9 мая 1942 года мы покинули Сталинград. Три долгих года оставалось до Победы.
О наших днях и ночах в Сталинграде можно рассказывать много. Главное, что мы увезли оттуда, умещается в двух словах — «Сталинградский фронт». Мы следили за мужеством людей этого фронта не только по военным сводкам, но и по шефству над госпиталями, их становилось в Сталинграде все больше. Ребята помогали госпиталям как умели и самую большую радость доставляли раненым своими концертами.

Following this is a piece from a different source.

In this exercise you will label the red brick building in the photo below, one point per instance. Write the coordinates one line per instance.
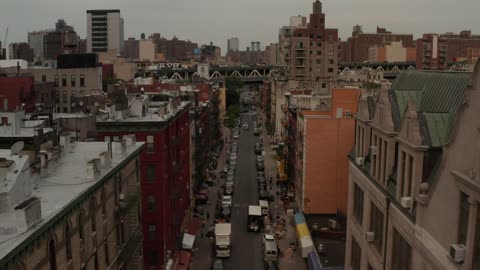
(357, 46)
(165, 166)
(439, 51)
(22, 89)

У меня до сих пор звучит в сердце резковатый, сильный голос Ады Салу и песня, любимая песня сталинградцев:
Грозно катился в кровавой мгле
Сотой атаки вал.
Злой и упрямый, по грудь в земле
Насмерть солдат стоял.
Знал он, что нет дороги назад —
Он защищал Сталинград.
Песня была удивительной — и по поэтической силе слов, и по силе тревожной и упрямой мелодии. Мы знали — слова и музыку сочинил какой-то лейтенант Сталинградского фронта, кажется, его фамилия была Жарков. Ада услышала ее в госпитале водников, над которым Артек шефствовал, она так и называлась — «Песня Сталинградского фронта», и я не понимаю, почему теперь эта песня оказалась незаслуженно забытой. Я не знаю, что сталось дальше с автором «Песни Сталинградского фронта». Но хочется думать, что именно его я видела в редакции «Огонька» несколько лет назад. Это было в день Победы, 9 мая, и в гости к нам пришли ветераны войны Свердловского района Москвы. Генерал, руководивший встречей, рассказывал о своих боевых друзьях, они улыбались чуть смущенно, чуть снисходительно. И вдруг я услышала — «… лейтенант Огонь…» Лейтенант Огонь! Я никогда его не видела, но помнила всю жизнь. О нем в 1942 году говорил весь Сталинградский фронт. Этот лейтенант, шестнадцатилетний долговязый мальчишка, обманув, как и многие в годы войны, свой военкомат, приписал себе два года и попал на Сталинградский фронт, на переправу через Волгу, простреливаемую с высокого берега без каких бы то ни было препятствий. Но переправа должна была существовать — по ней перевозили на восточный берег Волги раненых, оттуда переправляли оружие и продовольствие. И — злой и веселый, как черт, — владел переправой шестнадцатилетний лейтенант, получивший прозвище «Огонь». Он по многу раз переправлялся через Волгу, легендарный оттого, что его не брали ни пули, ни осколки, оттого, что уцелевали все, кто переправлялся вместе с ним, и оттого, что он поливал вражеский берег огнем из своего автомата да еще огнем злых острот, от которого на обстреливаемых катерах раздавались взрывы хохота…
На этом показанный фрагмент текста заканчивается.